The final .pdf report must be typeset and reproducible from your analysis code (end-to-end scripting). This .pdf must match your submission to Gradescope. As well, any slides used for your vidoe presentation should also be included. If these slides were generated using a reproducible method (such as xaringan or Beamer), you must include the code used as well.
Note: Submissions missing code used for the manuscript submission in the GitHub repository will automatically receive a penalty of 50 points.
You must make a live video presentation of 15-20 minutes in class (between April 6 and April 22, inclusive). You may use as many slides or visualizations as you wish. This presentation should include all components, including the preliminary results and discussion.

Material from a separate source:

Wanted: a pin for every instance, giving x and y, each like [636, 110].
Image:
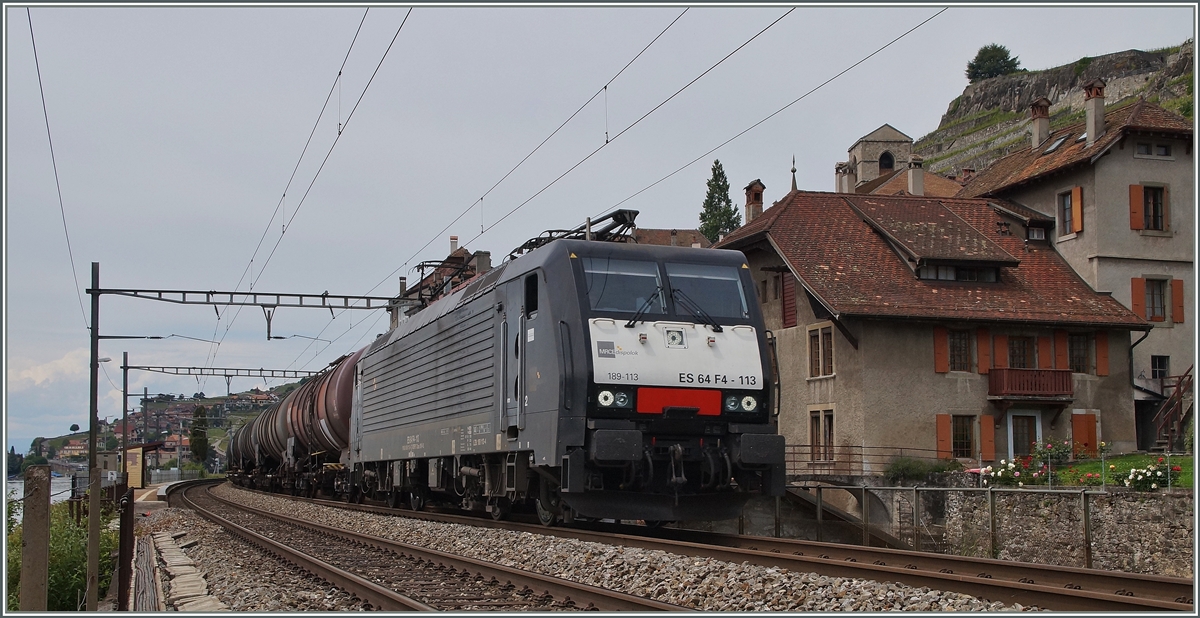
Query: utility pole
[93, 471]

The instructors, TAs, and your peers will be asking questions of your project -- you must defend your project verbally in response to these questions. Treat this as additional peer review (the video presentation is meant to mimic a formal paper presentation at a conference).
- Clearly state your hypothesis (or hypotheses) - think about how your paper might create actionable insight for others.
- Make sure you use best visualization practices as discussed in class for all visualizations and/or tables.
- Write clearly and effectively; confusing the reader is never a good thing!
- Make sure the paper is professionally presented and free of distracting errors or other issues such as poor organizsation, problems with grammar, spelling, or punctuation, and layout concerns such as small font in visuals, excessive and inappropriate decimal points, etc. (this is not an exhaustive list!).
- Quality over quantity - do not calculate every statistic and procedure you have learned for every variable, but rather choose the most appropriate technique or set of techniques to address the goal at hand.
- Focus on methods that help you begin to answer your research questions.
- For the presentation, keep things simple and streamlined. Focus on the general message you want to get across; simply copy/pasting from your paper is unlikely to receive a good grade!